The list goes on, but three additional properties characterize the chaotic quest for magical US school PISA results.   One is incredible; in a nation with cloud computing, doing teraflops, and “big data” the newest buzzword for what our society needs to learn, the knowledge of what our 99,000 public schools are actually doing is virtually non-existent.  The second is the need for our media to hold the attention of audiences with 15-minute attention spans, meaning that the critiques of our K-12 woes must compete with the last viral Facebook or YouTube post.  The result is single-issue rhetoric, the more dramatic the better, but rarely thoughtful composite assessments of those issues. 

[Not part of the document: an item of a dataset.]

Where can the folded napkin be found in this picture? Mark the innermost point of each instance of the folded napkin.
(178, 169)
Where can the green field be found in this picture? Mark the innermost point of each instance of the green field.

The third simply defies common sense.  For decades the US Department of Education has had a component of superior educational scholars who constituted its research arm.  With Duncan’s ascendance that group’s research has insidiously become focused on “data” that support the standardized testing mania.  Creating a research philosophy and resource base that can address real learning issues is no different than research in any area of science; it requires the consistent application of judgment and properly sequenced research projects to establish a reliable knowledge base.  Even if Duncan were properly booted tomorrow morning, it would now take years to restore that Department’s former human resources and research momentum.  That is as criminal as the Atlanta cheating scandal, or the likely revelation of similar culpability in Washington’s case.

There are in the real world no single-cause systems.  When some of our alleged reformers, public K-12 leadership, a few billionaires, and Mr. Obama finally wise up to that reality the US may have a chance of strategically restoring some of its former world leadership in learning that matters.